The SRA issues £750 fines to firms violating transparency rules, aiming for better compliance and transparency
The Solicitors Regulation Authority (SRA) has recently published a higher number of fixed penalties under its revised financial penalty system. This initiative aims to ensure compliance with its regulations among law firms. The latest fines amounting to £750 have been imposed on five firms found to be non-compliant with the SRA’s transparency rules. This action follows previous penalties in November 2023 when three firms were fined for similar breaches.
In addition to the transparency breaches, the SRA also issued its inaugural fixed penalty in December 2023 to a firm failing to submit its diversity data. Firms are initially notified about potential fines and are given the chance to rectify the issue. This approach has led many firms to promptly comply, fearing the consequences of continued non-compliance.
For those firms persisting in violating the rules, there’s a potential for a doubled fixed penalty of £1,500. Paul Philip, the Chief Executive of the SRA, emphasized the significance of these penalties in dealing swiftly with rule breaches, thereby saving time, costs, and stress for all parties involved.
He stressed, “Our role is to uphold the public interest, and compliance with our transparency rules is vital. These rules facilitate informed decision-making for individuals comparing legal services. Firms adhering to these rules rightfully expect action against those who do not comply.”
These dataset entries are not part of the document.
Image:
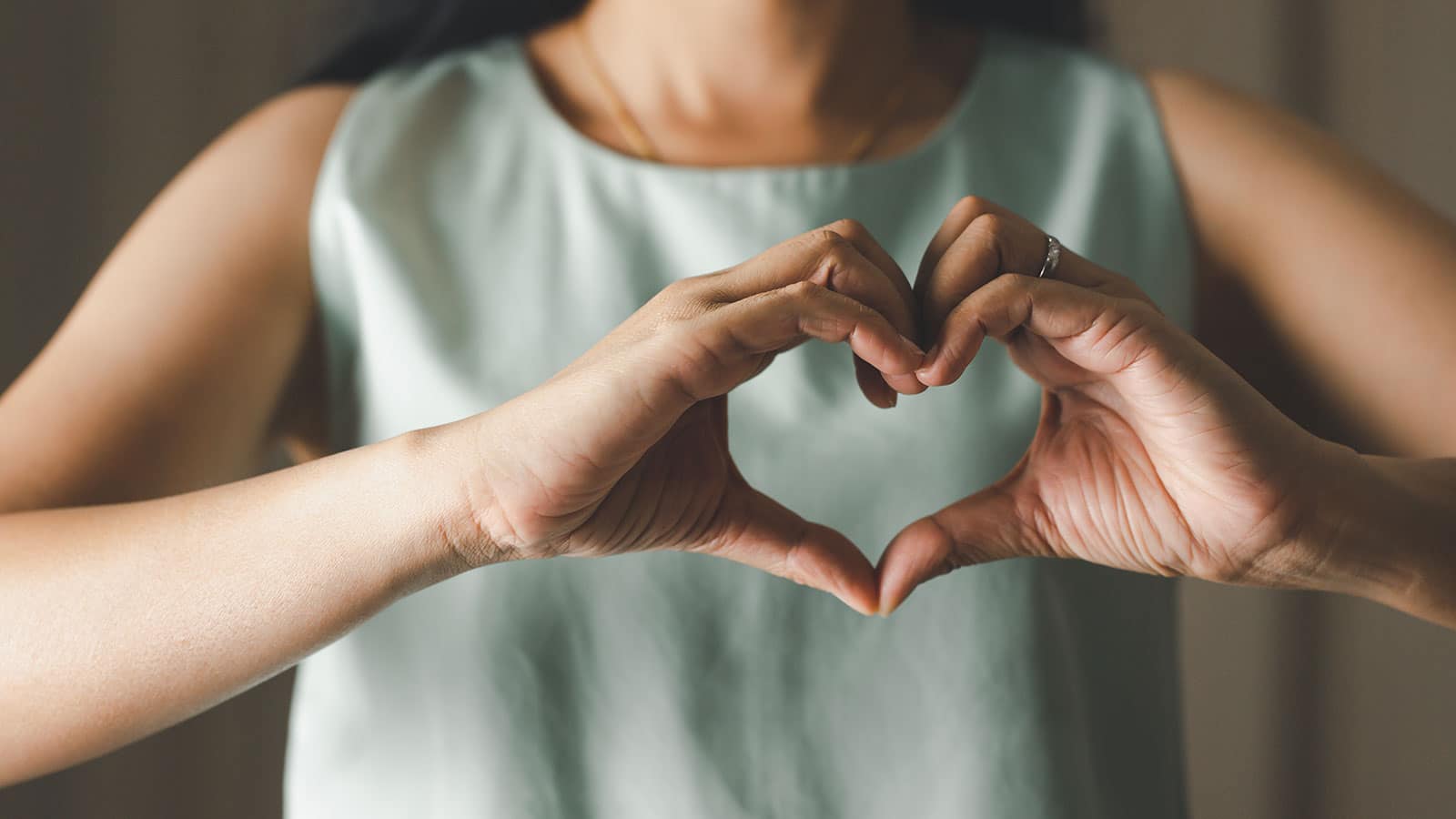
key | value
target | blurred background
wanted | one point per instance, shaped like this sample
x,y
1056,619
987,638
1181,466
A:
x,y
1296,704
Philip highlighted the importance of collecting diversity data, advocating for a diverse and inclusive legal sector that mirrors the communities it serves. Providing such data, a regulatory requirement, not only aids in understanding the sector’s progress but also allows firms to benchmark themselves against others.
Apart from transparency and diversity data, the SRA has noted improved compliance in mandatory anti-money laundering data submissions following the potential for fixed penalties in this area.
Disciplinary actions, including fines on firms, result in the SRA publicly disclosing its decisions on the Solicitors Register. This transparency allows the public to access and review records of solicitors and law firms regulated by the SRA.
The SRA’s revised fixed penalty system, part of broader regulatory reforms, introduced a range of fixed penalties up to £1,500 for firms. These penalties serve as a means to encourage compliance and accountability within the legal sector.